The Department of Energy did not return a request for comment.
Watchdogs caution that absence of scandal does not mean it doesn’t exist. The ethics and advocacy group American Oversight obtained documents from the government suggesting that Perry played a role in the Trump administration’s push to sell nuclear technology to Saudi Arabia, a move that raised significant ethical questions. As the Daily Beast reported in March, the DOE under Perry authorized U.S. companies to work with Saudi Arabia on nuclear energy even as the Saudi government faced intense scrutiny over the murder of Jamal Khashoggi.
“It is far too early to give him a clean bill of ethical health,” said Austin Evers, founder of American Oversight. “Perry may not have engaged in cartoonish behavior like Scott Pruitt, but that doesn't make his tenure scandal-free by any stretch.”
Nor is it accurate to call Perry’s record entirely clean. In 2018, Perry did face scrutiny for using old campaign funds to pay for his wife to join him on official government business trips abroad. DOE said at the time that this practice did not violate ethics rules; and the dust-up paled in comparison, for example, to the ethically dubious private plane use that drove former Health and Human Services chief Tom Price from office in 2017.

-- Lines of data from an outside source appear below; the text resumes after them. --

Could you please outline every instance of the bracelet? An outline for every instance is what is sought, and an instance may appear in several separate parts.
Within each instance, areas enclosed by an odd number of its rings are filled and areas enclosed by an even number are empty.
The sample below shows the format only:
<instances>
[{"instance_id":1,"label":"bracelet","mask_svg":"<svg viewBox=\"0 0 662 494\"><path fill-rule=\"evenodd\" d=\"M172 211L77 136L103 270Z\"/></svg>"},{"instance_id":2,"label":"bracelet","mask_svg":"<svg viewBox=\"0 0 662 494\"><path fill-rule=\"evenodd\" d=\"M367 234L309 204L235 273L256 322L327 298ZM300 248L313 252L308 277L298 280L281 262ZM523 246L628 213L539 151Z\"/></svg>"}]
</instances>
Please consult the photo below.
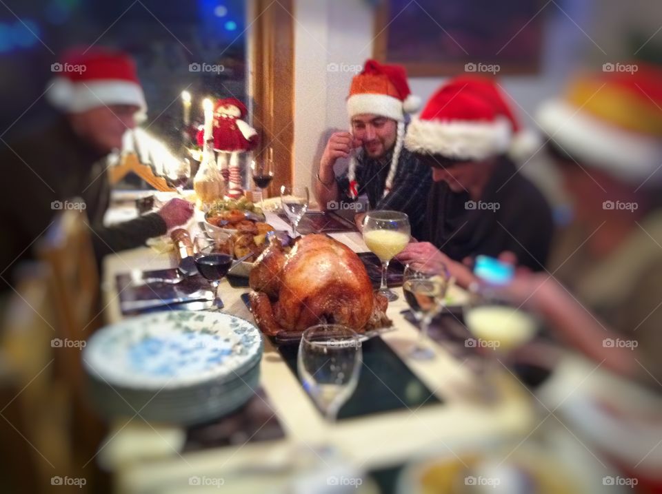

“He’s not as egregiously unethical and all that, I suppose,” Sen. Mazie Hirono (D-HI), a member of the Senate’s energy panel, said of Perry, “but maybe his time will come.”
To some Democrats, Perry’s non-relevance is not synonymous with a job well done. Whereas Moniz, for example, played an instrumental role in hashing out complex negotiations over Iran’s nuclear program, Perry has been utterly absent from any similar discussions as the United States and Iran find themselves, once more, on the brink of military conflict over the latter’s nuclear ambitions.
Indeed, a look at Perry’s Instagram feed reveals that he is prioritizing the promotion of the country’s domestic energy sector—particularly the export of natural gas, which the DOE has dubbed “freedom gas.” In May, Perry posted a photo from a port in Belgium, boasting it was the most recent of 35 countries to be receiving imports of American liquefied natural gas. Along with the photos of Perry’s visits with foreign government officials in the U.S. and abroad are evidence of other elements of DOE business, like touring solar panels and supercomputer sites and meeting with members of Congress.
While Perry has soldiered on with little fanfare, his Cabinet colleagues have not been so lucky. Democrats have called on Commerce Secretary Wilbur Ross to resign over inconsistencies in congressional testimony; they have called on Housing and Urban Development Secretary Ben Carson to resign over an apparent failure to grasp critical policy details; and on Education Secretary Betsy DeVos to resign over using “racist research” to justify a school discipline policy. They have called on Health and Human Services chief Alex Azar to resign over his department’s handling of the needs of migrant youth in government custody; and Labor Secretary Alex Acosta to resign over his role in brokering a cushy plea deal for accused serial sex offender Jeffrey Epstein. And they have called on Attorney General William Barr to resign over his handling of Special Counsel Robert Mueller’s investigation.
But no one has made the same demand of Perry. And that may well be because, compared to Cabinet officials who have worked to diminish their agencies’ mandates, the man who once called to eliminate DOE has, ironically, not acted like it.
According to Sen. Brian Schatz (D-HI), Perry “has chosen not to do violence to his agency.”
“That’s half the battle. He seems to have demonstrated that he’s capable of leading an executive branch agency in a responsible manner that makes him stand out,” said Schatz as he headed into a Senate subway train. “I don’t want to get him into trouble!”